10 signs you’re in a healthy relationship (even if it doesn’t feel like it)

Just like a beautiful garden, a great relationship needs time, effort, and regular maintenance to stay vibrant. Determining if a relationship is built to last or just a fleeting infatuation can be one tricky puzzle to solve! 

To see that you are in a healthy relationship with your significant other, watch out for these 10 common signs. Even if it may not seem that way, these signs assure the real value of your relationship.

1) Thinking about each other often when apart

A healthy relationship entails partners who keep each other in their thoughts even when distance separates them. This meaningful connection goes beyond physical presence; it’s a deep bond of mutual understanding and respect.

If you’re thinking of addiction, well, it’s quite different.

Addiction’s an unhealthy obsession with someone, while in a healthy relationship, your partner will never make you feel like they own you!

For example, if you’re with a family member or scrolling on your phone, there’s an unmistakable feeling of someone missing from the frame.

This kind of thoughtfulness and yearning to be reunited are clear signs of a healthy and successful relationship.

2) Expressing vulnerability

Healthy communication in a romantic relationship involves sharing a ton of thoughts, feelings, and experiences, regardless of the relationship’s age or stage.

With your closeness, you’re able to discuss even the most challenging topics without holding back, confident you won’t face judgment or retaliation from one another.

With shared trust, your walls are down.

This is a good sign that you’re not shouldering your burdens alone; your mental health and own needs are being attended to. This acknowledgement enables you to share your struggles, and gain the support that you need.

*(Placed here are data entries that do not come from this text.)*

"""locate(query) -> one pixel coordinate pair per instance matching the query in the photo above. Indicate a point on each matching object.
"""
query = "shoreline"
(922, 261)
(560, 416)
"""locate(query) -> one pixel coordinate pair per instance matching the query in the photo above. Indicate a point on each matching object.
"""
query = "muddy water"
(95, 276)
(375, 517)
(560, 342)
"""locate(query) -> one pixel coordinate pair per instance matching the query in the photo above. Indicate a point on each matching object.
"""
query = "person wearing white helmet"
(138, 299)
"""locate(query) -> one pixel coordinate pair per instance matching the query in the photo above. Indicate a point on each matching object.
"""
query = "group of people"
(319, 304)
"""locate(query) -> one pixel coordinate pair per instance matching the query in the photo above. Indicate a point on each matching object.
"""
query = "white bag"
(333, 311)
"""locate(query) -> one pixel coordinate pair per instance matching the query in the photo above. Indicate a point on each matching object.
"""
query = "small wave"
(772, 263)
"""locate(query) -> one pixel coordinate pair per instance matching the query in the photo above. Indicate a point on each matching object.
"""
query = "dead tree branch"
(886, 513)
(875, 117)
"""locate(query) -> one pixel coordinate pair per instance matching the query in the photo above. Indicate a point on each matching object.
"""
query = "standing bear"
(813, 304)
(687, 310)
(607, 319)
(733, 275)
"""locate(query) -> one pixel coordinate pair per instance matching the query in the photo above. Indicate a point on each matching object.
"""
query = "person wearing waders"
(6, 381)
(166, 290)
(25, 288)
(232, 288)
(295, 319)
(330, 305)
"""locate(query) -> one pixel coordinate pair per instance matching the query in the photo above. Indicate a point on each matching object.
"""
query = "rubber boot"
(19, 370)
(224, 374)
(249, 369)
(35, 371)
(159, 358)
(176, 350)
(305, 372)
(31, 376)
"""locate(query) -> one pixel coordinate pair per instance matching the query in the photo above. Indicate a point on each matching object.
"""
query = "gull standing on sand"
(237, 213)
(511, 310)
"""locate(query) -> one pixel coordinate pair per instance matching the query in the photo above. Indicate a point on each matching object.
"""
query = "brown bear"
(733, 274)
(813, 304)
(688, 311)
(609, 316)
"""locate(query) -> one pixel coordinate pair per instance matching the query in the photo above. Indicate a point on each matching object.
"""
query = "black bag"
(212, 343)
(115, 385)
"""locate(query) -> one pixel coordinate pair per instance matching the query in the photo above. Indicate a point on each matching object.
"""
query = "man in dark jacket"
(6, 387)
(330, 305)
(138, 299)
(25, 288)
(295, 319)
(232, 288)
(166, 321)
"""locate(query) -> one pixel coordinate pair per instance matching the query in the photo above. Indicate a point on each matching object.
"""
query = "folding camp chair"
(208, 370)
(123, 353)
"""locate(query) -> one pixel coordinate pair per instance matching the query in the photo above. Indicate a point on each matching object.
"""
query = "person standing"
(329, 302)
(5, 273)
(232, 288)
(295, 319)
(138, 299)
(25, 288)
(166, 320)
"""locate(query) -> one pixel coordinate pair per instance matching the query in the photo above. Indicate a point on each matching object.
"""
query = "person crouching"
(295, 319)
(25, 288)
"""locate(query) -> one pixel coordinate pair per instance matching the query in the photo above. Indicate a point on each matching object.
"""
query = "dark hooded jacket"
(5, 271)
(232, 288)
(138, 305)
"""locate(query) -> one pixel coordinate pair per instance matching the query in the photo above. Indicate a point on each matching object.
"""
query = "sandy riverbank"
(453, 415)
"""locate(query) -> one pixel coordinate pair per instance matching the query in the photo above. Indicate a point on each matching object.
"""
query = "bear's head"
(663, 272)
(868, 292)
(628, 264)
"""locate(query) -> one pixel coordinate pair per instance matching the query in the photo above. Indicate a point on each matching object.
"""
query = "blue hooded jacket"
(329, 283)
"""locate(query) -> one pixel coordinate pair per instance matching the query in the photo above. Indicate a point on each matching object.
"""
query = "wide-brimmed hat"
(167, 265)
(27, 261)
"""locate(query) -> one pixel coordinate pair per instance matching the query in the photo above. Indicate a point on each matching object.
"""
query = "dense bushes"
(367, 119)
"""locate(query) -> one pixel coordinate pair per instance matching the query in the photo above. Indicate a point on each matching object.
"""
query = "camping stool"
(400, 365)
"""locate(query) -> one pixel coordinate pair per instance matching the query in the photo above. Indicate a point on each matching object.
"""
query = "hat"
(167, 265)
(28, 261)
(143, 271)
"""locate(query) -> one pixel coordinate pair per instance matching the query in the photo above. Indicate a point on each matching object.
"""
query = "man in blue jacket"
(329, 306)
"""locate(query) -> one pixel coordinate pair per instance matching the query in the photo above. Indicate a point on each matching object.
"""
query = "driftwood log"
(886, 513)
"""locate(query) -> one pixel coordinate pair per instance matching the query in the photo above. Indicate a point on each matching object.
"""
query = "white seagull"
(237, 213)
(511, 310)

Sharing both your good and bad thoughts with your partner creates that security that strengthens your relationship. Whether it’s through tears or laughter, vulnerability brings assurance.

3) Having separate interests and hobbies

Having different interests or hobbies from your partner doesn’t mean you’re not a great match.

In fact, they celebrate their individuality, acknowledge their different needs, and embrace their separate interests.

Spending time with friends, pursuing hobbies, or engaging in activities without the other does not mean that one is giving up on the relationship—it actually strengthens it.

Even in a new relationship, you bring a unique flavor into the mix of your relationship rather than feeling like everything revolves around only one person. This balance prevents codependency as you grow and thrive outside your relationship.

Variety is the spice of life, after all. 

4) Honest and open communication

Openness and honesty are the cornerstones of every strong relationship. Creating a safe space for your partner to share thoughts and emotions without fear of criticism is crucial. It allows for tackling any issue honestly and with care, no matter how big or small.

Honest communication is key, even during disagreements with your partner. It shows that you care about and respect their opinions in the relationship.

Spending time talking to your partner will avoid any dissatisfaction that will end up in an unhealthy relationship.

So, next time, if you think your relationship needs work, assess the communication you have in your relationship, regardless of how you feel. It’s crucial for building a strong bond.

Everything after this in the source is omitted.